Whether practiced by the so-called hillbillies of Abu Ghraib or the pros at Guantanamo, torture becomes the no-brainer choice for softening up and interrogation.

And it becomes the easy choice for extracting confessions for cases that are too hard to make using conventional methods.

Then it becomes the easy choice for coercing false confessions for cases that are just plain wrong.

Then it becomes the easy choice for knowingly extracting false confessions for making bogus cases to fit the coercive style of law enforcement that is the vogue nowadays in our RICO-ized world of shock and awe prosecution.

There are quite a few innocent people in prison because felons flipped and provided false testimony that the police found too useful to examine closely and objectively.

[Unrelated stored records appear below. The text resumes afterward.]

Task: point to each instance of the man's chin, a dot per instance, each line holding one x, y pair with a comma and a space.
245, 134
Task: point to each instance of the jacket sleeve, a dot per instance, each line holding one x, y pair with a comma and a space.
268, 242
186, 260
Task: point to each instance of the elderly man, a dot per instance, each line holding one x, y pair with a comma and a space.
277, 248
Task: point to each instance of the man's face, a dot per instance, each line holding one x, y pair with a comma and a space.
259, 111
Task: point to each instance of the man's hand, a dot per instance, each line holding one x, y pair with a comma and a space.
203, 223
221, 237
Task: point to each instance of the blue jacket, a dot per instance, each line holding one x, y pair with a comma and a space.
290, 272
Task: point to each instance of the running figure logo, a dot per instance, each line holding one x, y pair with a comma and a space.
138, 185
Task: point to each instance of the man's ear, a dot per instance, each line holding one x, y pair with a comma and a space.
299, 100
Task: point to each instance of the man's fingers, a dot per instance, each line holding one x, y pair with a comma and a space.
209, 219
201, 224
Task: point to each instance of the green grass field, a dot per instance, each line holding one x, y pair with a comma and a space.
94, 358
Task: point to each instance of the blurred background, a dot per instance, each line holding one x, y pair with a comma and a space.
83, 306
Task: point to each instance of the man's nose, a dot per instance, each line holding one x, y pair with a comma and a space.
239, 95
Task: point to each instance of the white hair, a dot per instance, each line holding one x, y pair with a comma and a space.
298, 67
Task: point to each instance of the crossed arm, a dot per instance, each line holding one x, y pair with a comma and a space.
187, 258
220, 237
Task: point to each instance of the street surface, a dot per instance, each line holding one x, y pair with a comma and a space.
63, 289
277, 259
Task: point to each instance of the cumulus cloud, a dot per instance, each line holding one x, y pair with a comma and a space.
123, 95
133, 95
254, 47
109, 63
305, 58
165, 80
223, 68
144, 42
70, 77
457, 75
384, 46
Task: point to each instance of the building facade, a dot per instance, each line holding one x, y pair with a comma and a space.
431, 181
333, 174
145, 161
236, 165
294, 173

What happens when those felons are classified as “enemy combatants” and subjected to the kind of physical coercion — involving the loss of physical extremities and non-vital organs — that Gonzalez feels doesn’t clear the high bar he proposes to set for a legal definition of torture?

It makes you wonder what happened to Jose Padilla — who was cited as an example of the ticking time bomb type of enemy combatant whose circumstances cry out for torture in Gonzales’ notorious August 2002 memo — two years ago in a Navy brig. That was the time when the Bush administration was at the height of its hysterical self confidence, eagerly pushing the envelope to include every horror from torture to bunker busting nukes and pre-emptive war under the sheltering umbrella of the War on Terror

And it makes you wonder whether Jose’s sorry ass and whole story will ever emerge from detention to educate the American public about justice, Bush style.

And what happens when the Patriot Act can not only threaten some dumb goober with 20 years in jail for shining a laser pointer into an airplane cockpit — it can also cut off a few of his fingers to get some useful confessions and accusations on file?

And that’s not just how things were done in Soviet Russia setting up the show trials.

It’s how things were done in the United States, when dumb, lazy, and racist cops used the third degree not just to clean up their casebooks but also terrify minorities with the real threat of unchecked police violence, like they did in the case cited in Brown v. Mississippi.

It is apparent that much of the motive for torture is not urgency.

It’s laziness, cruelty, and something more — the idea that this is the best tool available to deal with people who hate and fear us, but have as yet committed no crime we can identify.

The true aim of a policy of torture is not to identify the guilty — it is to torment and intimidate the innocent.

Torture creates a world of pain for us all.